Wir lenken uns ab. Ständig. So recht eigentlich tun wir nichts anders. Fast ein ganzes Leben lang. „Ganz entspannt im Hier und Jetzt“ lautet ein Buchtitel, zu dem ich einst gierig gegriffen habe. Ich habe keine Erinnerung mehr ans Buch (ein generelles Phänomen: auch an gerne gelesene Bücher erinnere ich mich, wenn überhaupt, nur sehr vage), doch im Hier und Jetzt bin ich nach wie vor selten. Und entspannt noch seltener.

„Das ganze Unglück der Menschen rührt allein daher, dass sie nicht ruhig in einem Zimmer zu bleiben vermögen“, klagte Blaise Pascal schon im 17. Jahrhundert. Warum sollte er das bloss wollen?, liesse sich da fragen, doch ich vermute, der französische Mathematiker und Philosoph meinte etwas anderes: Wir halten uns selber nicht aus. Was wir haben, genügt uns nicht.
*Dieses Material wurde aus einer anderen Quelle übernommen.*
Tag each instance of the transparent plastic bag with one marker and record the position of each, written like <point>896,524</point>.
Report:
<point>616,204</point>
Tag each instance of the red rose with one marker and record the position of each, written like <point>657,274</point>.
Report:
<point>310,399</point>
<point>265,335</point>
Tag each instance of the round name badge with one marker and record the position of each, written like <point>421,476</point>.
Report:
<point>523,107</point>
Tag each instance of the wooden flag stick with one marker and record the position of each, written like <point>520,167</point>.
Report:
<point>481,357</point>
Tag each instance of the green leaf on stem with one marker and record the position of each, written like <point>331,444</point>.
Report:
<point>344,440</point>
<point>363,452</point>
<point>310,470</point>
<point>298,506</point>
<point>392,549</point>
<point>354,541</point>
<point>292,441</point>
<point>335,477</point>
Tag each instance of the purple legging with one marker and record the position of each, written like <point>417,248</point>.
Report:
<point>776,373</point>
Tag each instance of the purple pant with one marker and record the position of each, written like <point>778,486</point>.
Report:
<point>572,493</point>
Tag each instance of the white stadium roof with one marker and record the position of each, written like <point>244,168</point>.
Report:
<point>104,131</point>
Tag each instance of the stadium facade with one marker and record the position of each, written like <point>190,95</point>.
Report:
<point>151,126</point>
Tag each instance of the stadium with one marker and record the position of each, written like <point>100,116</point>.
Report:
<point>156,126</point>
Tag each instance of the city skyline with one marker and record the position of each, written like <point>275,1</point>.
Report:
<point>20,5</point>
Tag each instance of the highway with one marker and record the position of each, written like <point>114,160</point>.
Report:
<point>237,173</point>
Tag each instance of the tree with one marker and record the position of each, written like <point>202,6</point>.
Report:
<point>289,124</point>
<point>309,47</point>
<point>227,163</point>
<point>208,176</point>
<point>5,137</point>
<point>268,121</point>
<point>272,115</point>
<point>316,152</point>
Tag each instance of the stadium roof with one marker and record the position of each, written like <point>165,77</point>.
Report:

Ständig wollen wir mehr und anderes.

Probleme, zum Beispiel. Was wären wir ohne sie? Und so schaffen wir immer neue, berufen uns dabei auf die Komplexität der Welt, die angeblich nach immer grösserer Differenzierung verlangt. Das äussert sich etwa in neuen Fachdisziplinen, die den Vorteil haben, den darin Beschäftigten einen geregelten Tagesablauf und ein Auskommen zu verschaffen.

Vom Event Management zur Verhandlungsführung – nichts, das sich nicht (wissenschaftlich?!) studieren liesse. Der Mensch will beschäftigt sein und es ein Leben lang bleiben. Nicht nur die Arbeit, auch die Freizeit wird durchorganisiert. Nur keine Leere aufkommen lassen. Blaise Pascal: „Belustigung und Zeitvertreib“, hat keinen andern Zweck, „als die Zeit vergehen zu lassen, ohne sie zu fühlen, oder vielmehr ohne sich selbst zu fühlen.“

Vortrefflich ablenken kann man sich übrigens auch mit der Politik, von der Paul Valéry einmal gesagt, sie sei „die Kunst, die Leute daran zu hindern, sich um das zu kümmern, was sie angeht.“ In der Politik wird bekanntlich gestritten. Da der Streit jedoch nicht unbedingt ein positives Image hat, redet man von Streitkultur, was irgendwie nach zivilisatorischer Errungenschaft klingt, doch vor allem verschleiert, dass es ums Recht-Haben geht. Dass der Gescheitere nachgibt, glaubt heutzutage keiner mehr.